See Principles of mechanical ventilation

This is a practical description of using the Oxylog 2000

Setting up

  • The oxylog requires a power supply, either via main source or by rechargeable battery (unlike the old model oxylog which was gas powered)

  • An oxygen supply can be delivered via wall source or by portable cyclinder (note that the small C cylinder only allows for short transport < 15min before being exhausted)

  • The tubing should be attached with in-line filter +/- ETCO2 monitor

Initial settings

  • Set the oxygen concentration to No Air Mix (There are only two settings - No Air Mix = 100% O2  and Air/Mix = 60% O2)

  • Set the tidal volume to about 10ml/kg (700ml in a 70kg male)

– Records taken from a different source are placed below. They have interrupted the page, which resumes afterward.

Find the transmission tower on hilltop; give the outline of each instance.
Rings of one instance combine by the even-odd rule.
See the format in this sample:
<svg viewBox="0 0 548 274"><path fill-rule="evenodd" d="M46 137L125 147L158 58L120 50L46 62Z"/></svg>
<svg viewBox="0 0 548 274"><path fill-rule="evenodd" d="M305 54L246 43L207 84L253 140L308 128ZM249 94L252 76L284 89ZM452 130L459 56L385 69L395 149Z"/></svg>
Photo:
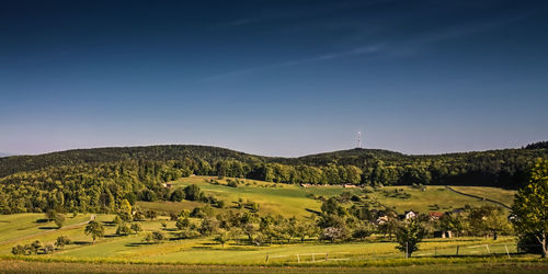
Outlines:
<svg viewBox="0 0 548 274"><path fill-rule="evenodd" d="M362 148L362 132L357 132L357 148Z"/></svg>

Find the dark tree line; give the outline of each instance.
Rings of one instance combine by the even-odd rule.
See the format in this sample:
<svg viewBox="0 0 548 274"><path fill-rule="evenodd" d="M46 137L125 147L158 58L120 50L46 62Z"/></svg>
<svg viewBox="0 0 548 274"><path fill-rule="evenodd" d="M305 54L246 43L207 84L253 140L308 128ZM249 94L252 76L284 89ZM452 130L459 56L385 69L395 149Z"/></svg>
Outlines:
<svg viewBox="0 0 548 274"><path fill-rule="evenodd" d="M520 187L548 149L404 156L353 149L302 158L265 158L201 146L70 150L0 158L0 212L113 212L122 199L169 201L164 183L217 175L289 184L450 184Z"/></svg>

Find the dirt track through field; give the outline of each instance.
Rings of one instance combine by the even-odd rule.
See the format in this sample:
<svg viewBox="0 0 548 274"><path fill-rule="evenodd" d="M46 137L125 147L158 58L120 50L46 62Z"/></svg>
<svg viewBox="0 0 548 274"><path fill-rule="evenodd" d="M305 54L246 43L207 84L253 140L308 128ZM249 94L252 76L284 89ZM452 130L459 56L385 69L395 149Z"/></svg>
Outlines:
<svg viewBox="0 0 548 274"><path fill-rule="evenodd" d="M465 195L465 196L472 197L472 198L484 199L487 202L495 203L495 204L498 204L498 205L500 205L500 206L502 206L504 208L512 209L512 208L510 208L510 206L507 206L507 205L505 205L505 204L503 204L503 203L501 203L499 201L494 201L494 199L490 199L490 198L486 198L486 197L476 196L473 194L468 194L468 193L459 192L459 191L457 191L457 190L455 190L455 189L453 189L453 187L450 187L448 185L446 185L445 187L447 187L447 190L449 190L452 192L455 192L457 194L460 194L460 195Z"/></svg>
<svg viewBox="0 0 548 274"><path fill-rule="evenodd" d="M10 240L0 241L0 244L4 244L4 243L9 243L9 242L14 242L14 241L20 241L20 240L24 240L24 239L27 239L27 238L32 238L32 237L36 237L36 236L41 236L41 235L45 235L45 233L50 233L53 231L59 231L59 230L65 230L65 229L71 229L71 228L81 227L81 226L83 226L83 225L85 225L85 224L88 224L88 222L90 222L91 220L94 220L94 219L95 219L95 215L92 214L90 216L90 219L87 220L87 221L82 221L82 222L79 222L79 224L75 224L75 225L61 227L59 229L49 229L49 230L37 232L37 233L34 233L34 235L27 235L27 236L22 236L22 237L10 239Z"/></svg>

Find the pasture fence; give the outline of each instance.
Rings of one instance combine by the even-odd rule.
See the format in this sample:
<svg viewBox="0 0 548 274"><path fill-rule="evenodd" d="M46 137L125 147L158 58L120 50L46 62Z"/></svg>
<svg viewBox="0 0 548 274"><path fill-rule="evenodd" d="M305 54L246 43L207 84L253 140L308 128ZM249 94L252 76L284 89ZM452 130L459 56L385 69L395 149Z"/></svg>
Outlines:
<svg viewBox="0 0 548 274"><path fill-rule="evenodd" d="M524 247L524 246L521 246ZM530 246L538 247L538 246ZM436 246L427 249L419 249L413 252L412 258L484 258L498 256L512 259L525 254L516 243L489 243L489 244L457 244L457 246ZM407 252L400 252L395 249L393 252L330 252L329 250L318 250L317 252L299 254L266 254L266 263L322 263L322 262L342 262L342 261L372 261L380 259L403 259L408 258Z"/></svg>

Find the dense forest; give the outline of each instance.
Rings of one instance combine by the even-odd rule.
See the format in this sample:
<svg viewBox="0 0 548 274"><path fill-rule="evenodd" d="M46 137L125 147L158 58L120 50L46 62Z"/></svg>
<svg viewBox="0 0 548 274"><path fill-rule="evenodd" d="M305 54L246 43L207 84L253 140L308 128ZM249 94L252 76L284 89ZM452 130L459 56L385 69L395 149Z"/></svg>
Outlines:
<svg viewBox="0 0 548 274"><path fill-rule="evenodd" d="M289 184L483 185L517 189L546 142L437 156L352 149L272 158L205 146L79 149L0 158L0 212L112 212L119 201L169 199L191 174Z"/></svg>

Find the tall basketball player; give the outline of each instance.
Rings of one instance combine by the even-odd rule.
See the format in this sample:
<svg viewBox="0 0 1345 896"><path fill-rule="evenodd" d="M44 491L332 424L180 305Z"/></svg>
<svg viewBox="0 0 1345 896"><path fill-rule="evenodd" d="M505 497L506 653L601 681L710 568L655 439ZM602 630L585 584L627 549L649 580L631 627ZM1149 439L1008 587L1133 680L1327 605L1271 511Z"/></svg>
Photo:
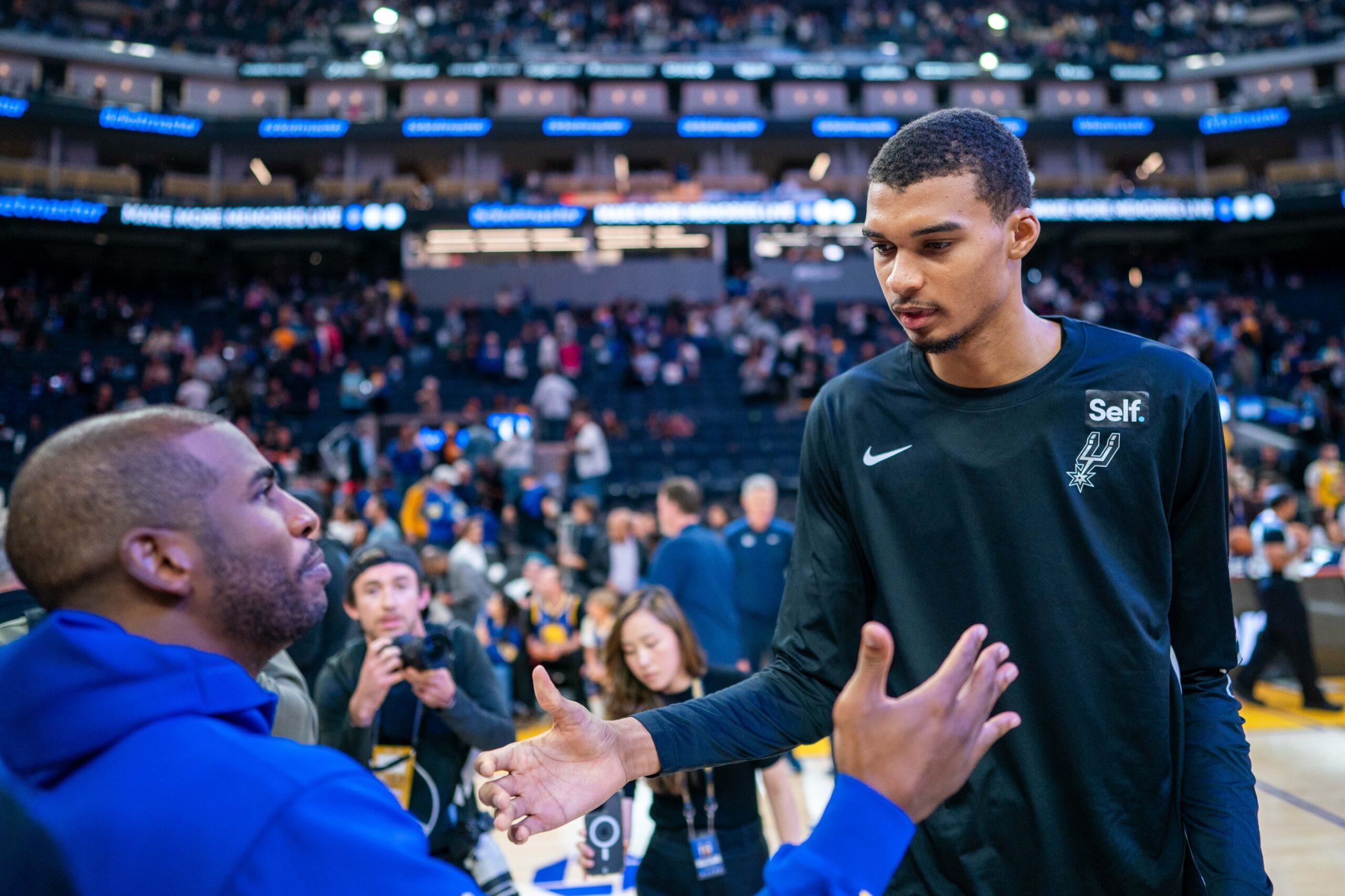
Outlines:
<svg viewBox="0 0 1345 896"><path fill-rule="evenodd" d="M572 708L484 755L483 774L508 772L482 790L496 826L518 822L522 842L628 779L822 737L865 620L896 638L893 693L983 620L1021 669L1002 706L1022 726L921 825L889 893L1270 893L1229 693L1210 373L1026 308L1041 225L1022 144L994 117L907 125L869 180L865 234L909 342L808 413L775 662L619 722Z"/></svg>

  • Set rate (frequency) to 12 breaths/minute

  • Set PEEP at 5 cmH2O

  • Set I:E ratio to 1:1.5

  • Set mode to SIMV/CPAP

  • Turn the ventilator switch I/O to on

  • Attach the patient to the ventilator and ensure that they are being ventilated, this can be assessed clinically or (if attached) by the ETCO2 waveform


  • Immediately check peak airway pressures (this is the analog dial on the left hand side) and treat causes of high or low pressures (see Volume/Pressure alarms)
  • Review alarms (on digital screen) which monitors tidal volumes, airway pressures and disconnections and address problems as they occur
  • Ensure that SaO2 is being maintained and send for ABG after 10min
  • Monitor BP regularly
  • Sedate and/or paralyse patient appropriately

Addressing problems


High Peak airway pressures > 40cmH2O

    see Volume/Pressure alarms

  • If no cause is found then reduce the tidal volume slowly until pressures are acceptable but that SaO2 continues to be maintained

Low airway pressure

    see Volume/Pressure alarms

  • Quickly check for disconnections
  • If no disconnection identified remove ventilator and hand ventilate
  • Exclude cuff leak
  • Check breath sounds to exclude oesophageal intubation - 'if in doubt, take it out'


  • Exclude pneumothorax as a cause
  • Treat other causes such as hypovolaemia, sepsis, anaphylaxis
  • If no cause is found reduce tidal volumes or PEEP until pressure improves but only if SaO2 can be maintained

Adjusting the ventilator

    Intially aim for pCO2 40mmHg and pO2 100mgHg

pO2 too high

  • Reduce FiO2 to Air Mix

pO2 too low

  • Give 100% FiO2
  • Exclude problems such as pneumothorax
  • Ensure adequate tidal volumes are being delivered (10-15ml/kg)
  • Increase PEEP gradually to achieve adequate oxygenation to a maximum of 15cmH2O

        pCO2 too high

  • Increase rate


  • Increase tidal volume (this may increase peak pressures AND/OR pO2 as well)

pCO2 too low

  • Decrease rate


  • Decrease tidal volume (this may decrease peak pressures AND/OR pO2 as well)
Disclaimer: Note: The information described here relates solely to operational matters in the Emergency Department.  Every effort has been made to verify the accuracy of the content. However, neither the author or the hospital will take responsibility for errors resulting from its use.  Please refer to your own departmental guidelines and verify all clinical decisions with a reliable source.